Good to know I'm only undersized to the tune of ~20%... It will give me the opportunity to wire a few fans and learn something new anyways.

Follow-up question though... If they are indeed running at somewhere around 50°C, what are the consequences to running these bars without fans...just decreased longevity? I'm not overly worried about slight increases in brightness.
 

UniversZero

Active Member
Yes those, yes it needs a heat sink and a driver. but it would keep your light very cold so you could run it harder.
They seem incredibly inefficient at producing the cooling effect. Have you used them in this application before, and if so, have you measured the wattage draw?
 

guod

Well-Known Member
They seem incredibly inefficient at producing the cooling effect. Have you used them in this application before, and if so, have you measured the wattage draw?
Thermoelectric junctions are about 4 times less efficient in refrigeration applications than conventional means (they offer around 10–15% efficiency of the ideal Carnot cyclerefrigerator, compared with 40–60% achieved by conventional compression cycle systems (reverseRankine systems using compression/expansion).[6]) Due to this lower efficiency, thermoelectric cooling is generally only used in environments where the solid state nature (no moving parts, low maintenance, compact size, and orientation insensitivity) outweighs pure efficiency.

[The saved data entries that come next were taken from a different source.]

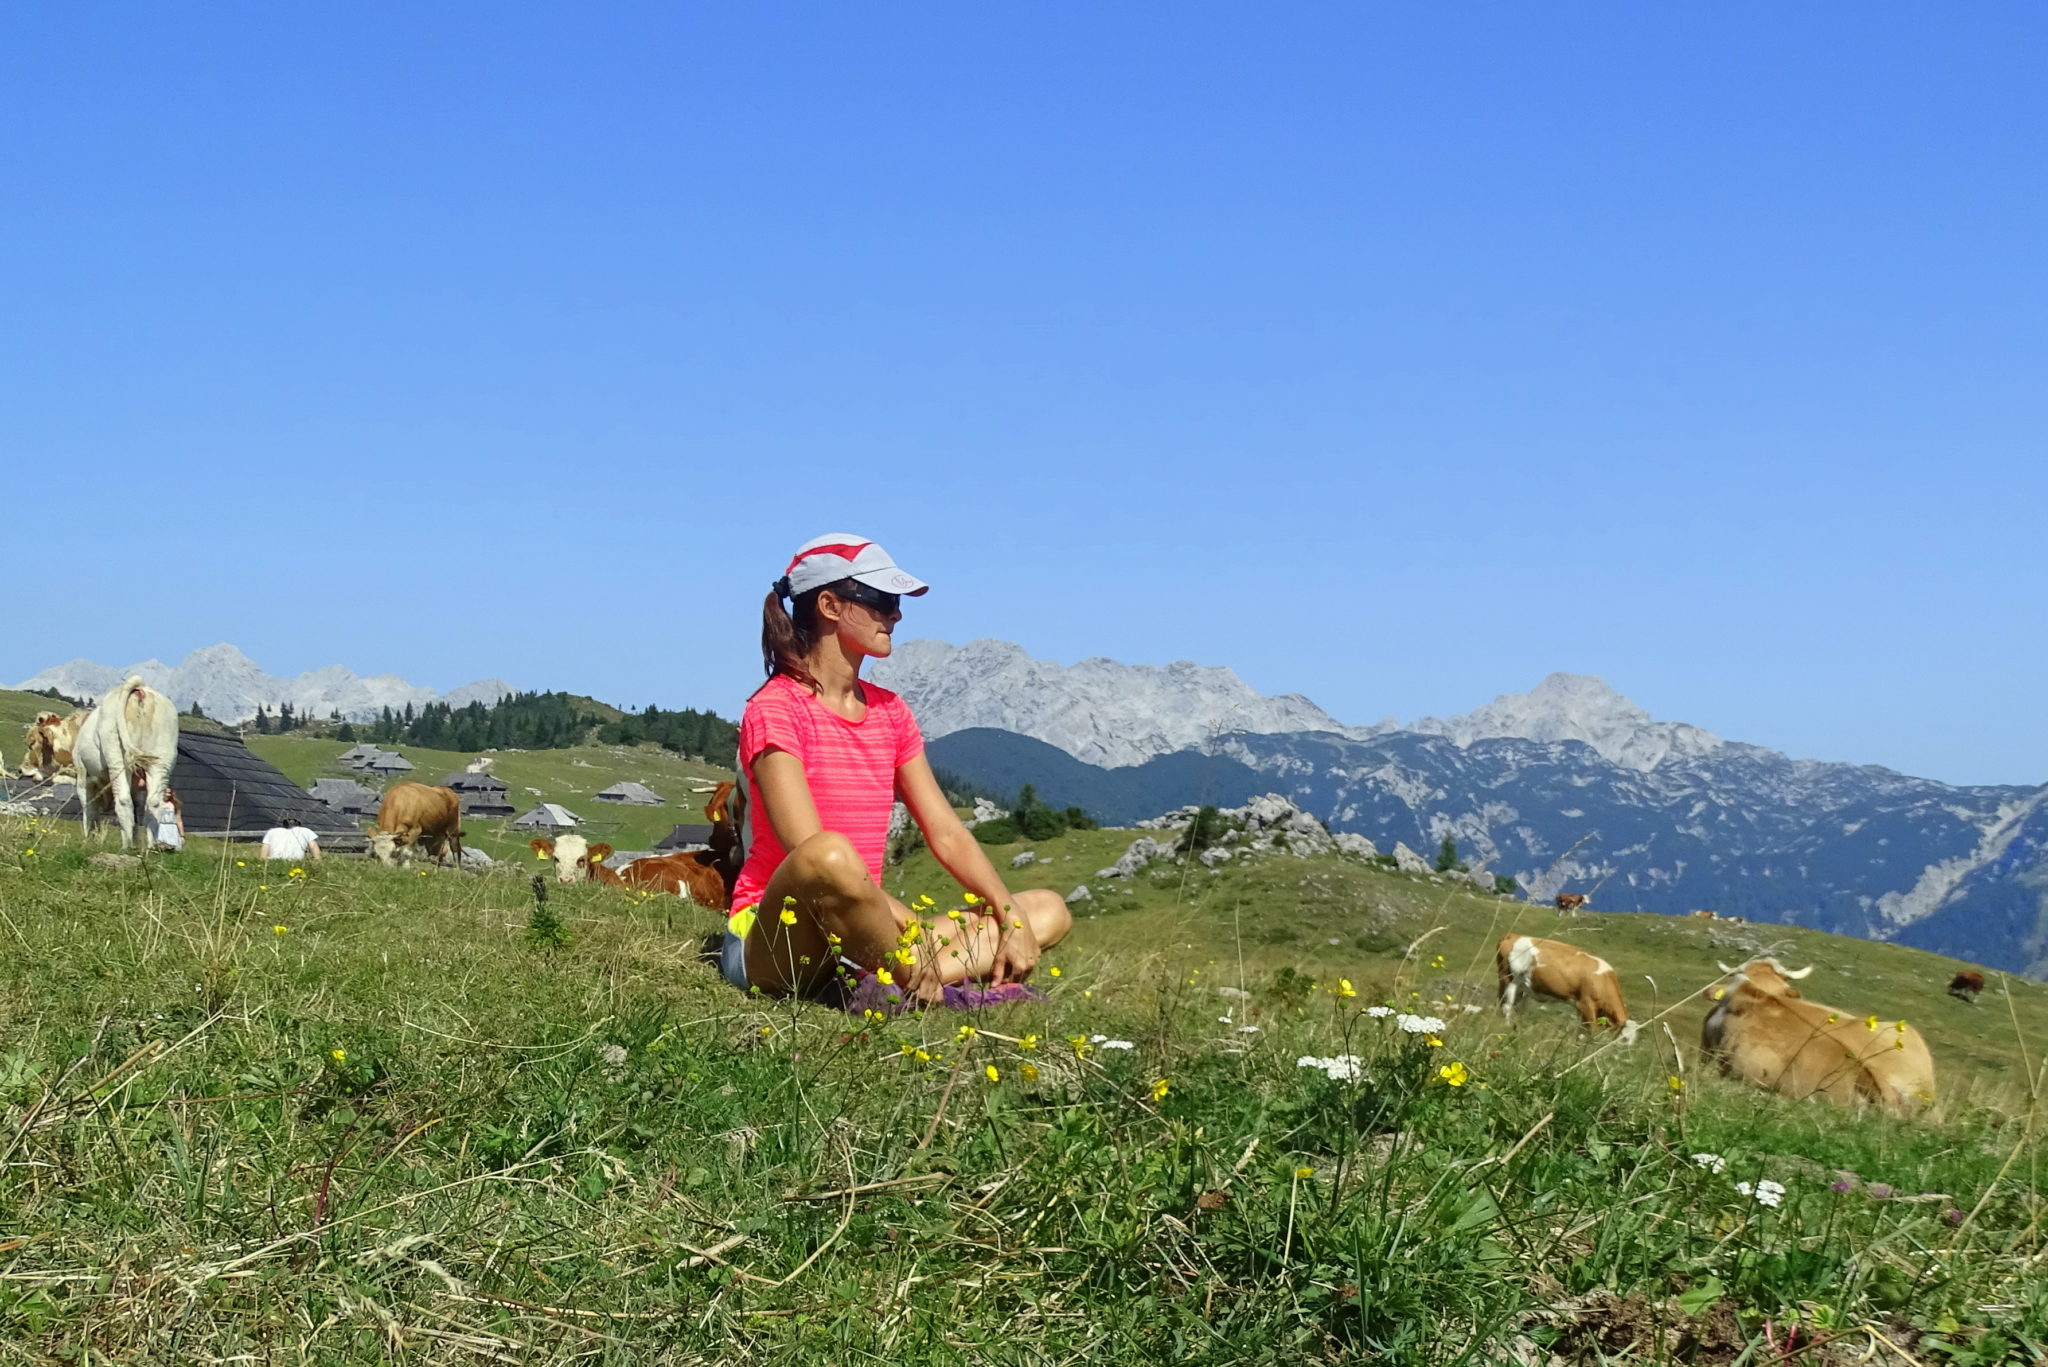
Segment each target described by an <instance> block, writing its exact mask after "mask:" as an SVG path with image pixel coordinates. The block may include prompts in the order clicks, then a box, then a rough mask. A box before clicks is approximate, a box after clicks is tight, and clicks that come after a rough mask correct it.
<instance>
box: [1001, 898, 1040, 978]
mask: <svg viewBox="0 0 2048 1367" xmlns="http://www.w3.org/2000/svg"><path fill="white" fill-rule="evenodd" d="M995 924H997V933H995V965H993V969H991V971H989V982H991V984H995V986H1001V984H1006V982H1024V980H1026V978H1030V971H1032V969H1034V967H1038V955H1040V953H1042V951H1040V949H1038V935H1036V933H1034V930H1032V928H1030V922H1028V920H1024V918H1022V916H1018V914H1016V912H1012V910H1006V912H1001V914H999V916H997V920H995Z"/></svg>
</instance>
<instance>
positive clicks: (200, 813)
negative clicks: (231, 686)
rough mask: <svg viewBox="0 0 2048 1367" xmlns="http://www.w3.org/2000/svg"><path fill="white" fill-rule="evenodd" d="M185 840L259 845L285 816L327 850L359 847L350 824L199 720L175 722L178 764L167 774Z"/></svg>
mask: <svg viewBox="0 0 2048 1367" xmlns="http://www.w3.org/2000/svg"><path fill="white" fill-rule="evenodd" d="M170 789H172V791H174V793H176V795H178V805H180V807H182V814H184V832H186V834H188V836H211V838H215V840H260V838H262V832H266V830H270V828H272V826H276V824H281V822H283V820H285V818H287V816H289V818H291V820H295V822H299V824H301V826H305V828H309V830H315V832H319V838H322V844H328V846H330V848H338V846H360V844H362V830H360V828H358V826H356V822H354V818H350V816H344V814H340V812H336V810H334V807H330V805H326V803H324V801H315V799H313V795H311V793H307V791H303V789H299V785H297V783H293V781H291V779H287V777H285V775H283V773H281V771H279V769H276V767H274V764H270V762H268V760H264V758H262V756H258V754H252V752H250V748H248V746H246V744H242V738H240V736H236V734H231V732H227V730H225V728H221V726H217V723H213V721H207V719H205V717H178V762H176V764H172V771H170Z"/></svg>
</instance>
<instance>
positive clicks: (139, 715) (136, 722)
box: [115, 674, 178, 775]
mask: <svg viewBox="0 0 2048 1367" xmlns="http://www.w3.org/2000/svg"><path fill="white" fill-rule="evenodd" d="M115 732H119V736H121V748H123V750H125V752H127V767H129V773H131V775H135V773H143V771H147V769H154V767H156V764H160V762H164V760H168V758H170V756H172V754H176V750H178V717H176V713H172V711H170V699H166V697H164V695H162V693H158V691H156V689H152V687H150V685H145V682H143V680H141V674H129V678H127V682H123V685H121V707H119V711H115Z"/></svg>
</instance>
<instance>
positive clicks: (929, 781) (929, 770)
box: [897, 754, 1038, 982]
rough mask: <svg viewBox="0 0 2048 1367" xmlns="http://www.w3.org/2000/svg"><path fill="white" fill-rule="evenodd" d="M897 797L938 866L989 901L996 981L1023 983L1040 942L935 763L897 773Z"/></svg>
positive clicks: (908, 760) (916, 763)
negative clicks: (991, 923)
mask: <svg viewBox="0 0 2048 1367" xmlns="http://www.w3.org/2000/svg"><path fill="white" fill-rule="evenodd" d="M897 795H899V797H903V805H907V807H909V814H911V818H915V822H918V830H922V832H924V840H926V844H930V846H932V855H934V857H936V859H938V863H940V865H942V867H944V869H946V873H950V875H952V877H954V879H958V883H961V887H965V889H967V892H971V894H975V896H977V898H981V900H983V902H987V914H989V916H993V918H995V924H997V947H995V974H993V982H1008V980H1010V978H1012V976H1016V978H1022V976H1024V974H1028V971H1030V969H1032V967H1036V963H1038V937H1036V935H1032V928H1030V922H1028V920H1024V918H1022V916H1018V914H1016V912H1014V910H1012V904H1010V889H1008V887H1006V885H1004V879H1001V877H999V875H997V873H995V865H991V863H989V855H987V851H983V848H981V840H975V832H971V830H969V828H967V826H963V824H961V818H958V814H956V812H954V810H952V803H948V801H946V793H944V791H942V789H940V787H938V779H934V777H932V764H930V762H928V760H926V758H924V754H915V756H911V758H909V760H905V762H903V764H901V767H899V769H897Z"/></svg>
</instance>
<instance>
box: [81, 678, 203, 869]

https://en.wikipedia.org/wiki/Thermoelectric_cooling
 

UniversZero

Active Member
Thermoelectric junctions are about 4 times less efficient in refrigeration applications than conventional means (they offer around 10–15% efficiency of the ideal Carnot cyclerefrigerator, compared with 40–60% achieved by conventional compression cycle systems (reverseRankine systems using compression/expansion).[6]) Due to this lower efficiency, thermoelectric cooling is generally only used in environments where the solid state nature (no moving parts, low maintenance, compact size, and orientation insensitivity) outweighs pure efficiency.

https://en.wikipedia.org/wiki/Thermoelectric_cooling
How favorably would this compare with the more standard approach of fan-on-heatsink? Say I were displacing 50w of cob (so at ~56% eff, that's what... 22w of heat?)... What sort of wattage draw are we talking to run that cob acceptably cool? Will condensation issues be a factor when running these in such an application?
 

knight mare

Well-Known Member
I used them year's ago, in computers to cool cpu's it should allow you to use a smaller heatsink if you used a temperature probe...And an Arduino to power it and keep it at a set temperature sounds like it could be a good project to try.
 

knight mare

Well-Known Member
As to the condensation, that would depend on how hard you have to drive them to keep the temperature were you want it.But I do no think that it would be a problem.